I know that I can find the exact mean by continuously summing and then dividing by the number of points taken. I also know that if the mean remains constant, I can start with a standard deviation, find the sum of the residuals squared, and add the new residual for each data point. The problem is that the mean is changing, so each time a new data point is added, the residuals for all the earlier points are also changed.
I'm sorry if this is more of a math problem than a coding issue, but I thought perhaps there would be a way to approximate it in LabVIEW.
Thanks
Solved! Go to Solution.
07-14-2009 07:23 PM
According to this, You need to keep three sums: S0=N, S1=Sum of all x, and S2=Sum of all x².
You can then calculate the running standard deviation at any time by as SQRT(S0xS2-S1²)/N
07-14-2009 07:55 PM
Here is a quick example, showing that you get the same result keeping only an array with 3 elements as described.
(Shown for both sample mean and population mean. For large arrays the difference is irrelevant).
07-14-2009 08:55 PM
What about the Point by Point SD VI? If you didn't want such a huge array in memory (36000 elements), you could at least always have the last 1000 or so rolled into the SD by using this VI.
07-15-2009 08:58 AM
Broken Arrow wrote:What about the Point by Point SD VI?
Well, that's exactly what the OP did not want... 😄
(quote: I would like to be able to know the overall standard deviation of all the points (approximately 36000000 data points, of which I will only record 36000), but I will not be saving all the data points. Is there a way to approximate the standard deviation (of all the points, not just the ones I record)?)
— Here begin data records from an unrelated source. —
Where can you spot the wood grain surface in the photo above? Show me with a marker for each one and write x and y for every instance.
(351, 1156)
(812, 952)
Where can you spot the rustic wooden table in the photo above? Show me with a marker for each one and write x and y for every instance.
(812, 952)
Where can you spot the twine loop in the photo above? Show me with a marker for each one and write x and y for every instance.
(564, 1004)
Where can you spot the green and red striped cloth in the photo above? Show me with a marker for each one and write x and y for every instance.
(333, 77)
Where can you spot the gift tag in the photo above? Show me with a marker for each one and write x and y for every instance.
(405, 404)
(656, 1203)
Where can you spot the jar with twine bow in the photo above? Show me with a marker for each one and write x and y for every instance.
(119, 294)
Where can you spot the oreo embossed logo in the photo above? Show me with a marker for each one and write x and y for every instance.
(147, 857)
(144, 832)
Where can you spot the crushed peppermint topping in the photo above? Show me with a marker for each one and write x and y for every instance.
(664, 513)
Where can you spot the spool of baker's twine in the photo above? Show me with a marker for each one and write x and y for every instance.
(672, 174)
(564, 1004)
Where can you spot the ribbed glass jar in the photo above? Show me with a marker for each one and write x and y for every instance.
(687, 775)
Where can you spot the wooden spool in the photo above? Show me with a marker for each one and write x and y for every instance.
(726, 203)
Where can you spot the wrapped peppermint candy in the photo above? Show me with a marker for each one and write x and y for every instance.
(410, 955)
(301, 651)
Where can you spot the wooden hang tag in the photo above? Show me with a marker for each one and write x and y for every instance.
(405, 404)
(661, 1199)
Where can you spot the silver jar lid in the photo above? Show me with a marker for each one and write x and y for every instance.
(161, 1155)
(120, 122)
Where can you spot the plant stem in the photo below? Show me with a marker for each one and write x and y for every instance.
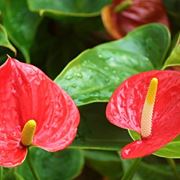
(132, 169)
(172, 164)
(1, 173)
(33, 170)
(123, 6)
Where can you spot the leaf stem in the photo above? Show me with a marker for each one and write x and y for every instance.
(1, 173)
(132, 169)
(33, 170)
(172, 164)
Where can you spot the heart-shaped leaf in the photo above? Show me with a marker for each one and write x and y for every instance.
(94, 74)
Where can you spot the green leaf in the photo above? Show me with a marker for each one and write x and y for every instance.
(107, 163)
(20, 24)
(80, 8)
(63, 165)
(95, 132)
(4, 42)
(174, 58)
(96, 73)
(150, 170)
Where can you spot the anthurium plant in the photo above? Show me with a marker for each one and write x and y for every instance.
(89, 89)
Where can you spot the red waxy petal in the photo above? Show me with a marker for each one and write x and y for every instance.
(125, 109)
(140, 12)
(27, 93)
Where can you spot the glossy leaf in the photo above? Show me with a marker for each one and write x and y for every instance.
(95, 132)
(174, 59)
(20, 24)
(107, 163)
(63, 165)
(94, 74)
(4, 41)
(82, 8)
(150, 169)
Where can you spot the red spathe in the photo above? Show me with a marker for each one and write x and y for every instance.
(27, 93)
(125, 108)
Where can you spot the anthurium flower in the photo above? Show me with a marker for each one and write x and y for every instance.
(149, 104)
(123, 16)
(34, 111)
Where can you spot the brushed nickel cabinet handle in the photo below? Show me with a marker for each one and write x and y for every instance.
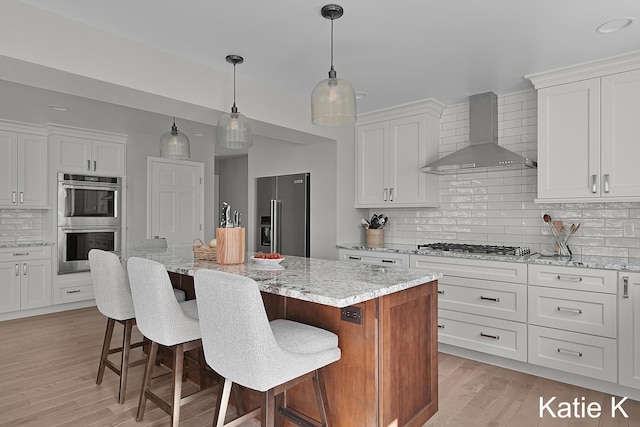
(571, 310)
(572, 352)
(493, 337)
(625, 287)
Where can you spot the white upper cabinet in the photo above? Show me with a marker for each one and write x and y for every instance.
(24, 169)
(588, 131)
(88, 155)
(392, 145)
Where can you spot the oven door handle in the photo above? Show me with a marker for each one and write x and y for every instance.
(90, 229)
(92, 186)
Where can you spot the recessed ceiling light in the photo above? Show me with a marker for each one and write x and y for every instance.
(58, 107)
(614, 25)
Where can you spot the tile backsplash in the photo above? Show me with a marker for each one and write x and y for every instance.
(19, 225)
(498, 207)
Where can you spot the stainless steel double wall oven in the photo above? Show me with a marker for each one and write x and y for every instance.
(89, 216)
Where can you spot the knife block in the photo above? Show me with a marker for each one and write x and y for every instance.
(230, 245)
(374, 238)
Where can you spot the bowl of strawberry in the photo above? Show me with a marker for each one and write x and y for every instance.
(267, 259)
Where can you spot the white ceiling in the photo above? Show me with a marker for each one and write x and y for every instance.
(396, 51)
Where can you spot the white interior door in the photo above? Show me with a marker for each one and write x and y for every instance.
(175, 208)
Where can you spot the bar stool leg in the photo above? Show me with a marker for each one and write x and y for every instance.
(105, 349)
(146, 381)
(124, 365)
(178, 368)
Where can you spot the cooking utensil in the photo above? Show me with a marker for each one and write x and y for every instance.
(562, 247)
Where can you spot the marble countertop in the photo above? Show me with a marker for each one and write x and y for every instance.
(24, 244)
(621, 264)
(328, 282)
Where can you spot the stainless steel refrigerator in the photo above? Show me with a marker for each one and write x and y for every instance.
(283, 214)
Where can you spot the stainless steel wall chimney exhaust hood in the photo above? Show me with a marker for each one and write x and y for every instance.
(483, 153)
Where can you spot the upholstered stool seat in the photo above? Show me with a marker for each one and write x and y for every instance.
(113, 299)
(245, 348)
(164, 321)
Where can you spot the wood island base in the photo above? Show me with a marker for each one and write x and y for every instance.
(388, 373)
However, you can use the standard_deviation_ptbypt to get the global value without much memory impact by setting the sample lenght to zero.
Of course my example can be futher simplified as attached. (The earlier version was a verbatim translation of the article). Modify as needed. I also added the ptbypt version. You can look at the code of the ptbypt version, it's quite similar (look for the "infinite horizon" case). Personally, I prefer to use a size=3 array instead of multiple scalar shift registers. 😉
07-15-2009 09:28 AM
altenbach wrote:
Broken Arrow wrote:What about the Point by Point SD VI?
Well, that's exactly what the OP did not want... 😄
Knights shouldn't laugh at the common folk.
07-15-2009 11:04 AM
Thank you very much altenbach!
This is exactly what I was looking for, I must have overlooked it. Thank you also for your sample vi for implementing the solution.